Substantial Indemnity Costs
[32] The Court has the discretion to award substantial indemnity costs, but such costs are “rare and exceptional” and only warranted where there has been reprehensible, scandalous or outrageous conduct on the part of a party: Duca Financial Services Credit Union Ltd. v. Bozzo, 2010 ONSC 4601 at para 5 and Foulis v. Robinson and most recently Mars Canada above at para 43. One of the purposes of a higher costs order is to discourage inappropriate behaviour by litigants in the conduct of proceedings and it is appropriate to award costs on a higher scale in circumstances where a defence is wholly devoid of merit and/or unnecessarily runs up the costs of litigation: Net Connect Installation Inc. v.

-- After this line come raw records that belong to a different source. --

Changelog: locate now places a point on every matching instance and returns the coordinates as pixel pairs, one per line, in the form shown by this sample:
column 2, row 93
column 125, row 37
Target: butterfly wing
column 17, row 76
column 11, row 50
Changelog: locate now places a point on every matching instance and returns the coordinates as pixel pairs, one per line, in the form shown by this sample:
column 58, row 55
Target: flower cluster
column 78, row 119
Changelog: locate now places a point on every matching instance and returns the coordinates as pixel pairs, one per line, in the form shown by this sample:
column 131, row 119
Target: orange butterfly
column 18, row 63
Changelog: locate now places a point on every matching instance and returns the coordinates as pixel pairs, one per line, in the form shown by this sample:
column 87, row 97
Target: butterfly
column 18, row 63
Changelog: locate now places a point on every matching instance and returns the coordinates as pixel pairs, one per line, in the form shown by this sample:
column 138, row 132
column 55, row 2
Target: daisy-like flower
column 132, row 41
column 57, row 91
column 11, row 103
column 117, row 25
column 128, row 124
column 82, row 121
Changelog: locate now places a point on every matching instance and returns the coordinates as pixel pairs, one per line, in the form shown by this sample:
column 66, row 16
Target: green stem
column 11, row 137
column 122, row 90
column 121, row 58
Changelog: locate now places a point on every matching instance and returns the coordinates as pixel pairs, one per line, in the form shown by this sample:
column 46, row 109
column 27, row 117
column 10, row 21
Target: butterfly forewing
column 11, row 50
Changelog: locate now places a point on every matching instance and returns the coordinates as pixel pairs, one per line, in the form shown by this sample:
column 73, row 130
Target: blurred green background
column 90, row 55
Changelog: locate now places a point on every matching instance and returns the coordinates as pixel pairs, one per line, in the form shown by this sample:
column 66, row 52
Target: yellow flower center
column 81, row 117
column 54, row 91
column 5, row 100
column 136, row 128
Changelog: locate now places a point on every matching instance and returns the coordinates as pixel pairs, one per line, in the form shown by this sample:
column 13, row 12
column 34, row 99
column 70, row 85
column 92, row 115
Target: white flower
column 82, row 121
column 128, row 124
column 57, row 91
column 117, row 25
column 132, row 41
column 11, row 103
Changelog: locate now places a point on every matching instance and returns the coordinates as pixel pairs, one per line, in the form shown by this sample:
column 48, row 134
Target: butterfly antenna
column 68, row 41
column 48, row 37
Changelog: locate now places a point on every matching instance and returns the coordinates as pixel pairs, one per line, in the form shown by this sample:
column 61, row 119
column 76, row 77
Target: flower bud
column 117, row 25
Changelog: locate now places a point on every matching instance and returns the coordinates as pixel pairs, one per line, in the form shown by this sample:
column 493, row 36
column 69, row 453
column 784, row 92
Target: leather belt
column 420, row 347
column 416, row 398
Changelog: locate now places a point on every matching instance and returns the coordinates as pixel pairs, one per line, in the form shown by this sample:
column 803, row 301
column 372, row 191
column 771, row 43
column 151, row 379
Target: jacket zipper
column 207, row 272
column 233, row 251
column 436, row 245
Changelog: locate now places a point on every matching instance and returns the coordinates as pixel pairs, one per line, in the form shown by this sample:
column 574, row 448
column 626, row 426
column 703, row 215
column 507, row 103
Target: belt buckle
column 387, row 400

Mobile Zone Inc., 2017 ONCA 766.
[33] In this case substantial indemnity costs are appropriate as against the Lin Defendants because of their false affidavit. This conduct was scandalous and reprehensible. I add that their defence was wholly devoid of merit. So was the Zheng Defendants’ since they did not provide any defence and yet ran up the cost of the motion.
Conclusion
[34] Taking into account all of the arguments, I am awarding the Plaintiffs $50,000 against the Wei Defendants on a substantial basis and $60,000 against the Lin Defendants on a substantial indemnity basis. This takes into account some of their arguments as to why costs should be reduced and represents a $13,000 reduction from the substantial indemnity costs which the Plaintiffs have claimed.
[35] I am awarding disbursements in the amount of $1,730 to be shared equally by the Lin Defendants and the Zheng Defendants.
[36] These costs shall be paid within 30 days.
[37] In my view, these costs are fair and reasonable and within the reasonable contemplation of these Defendants.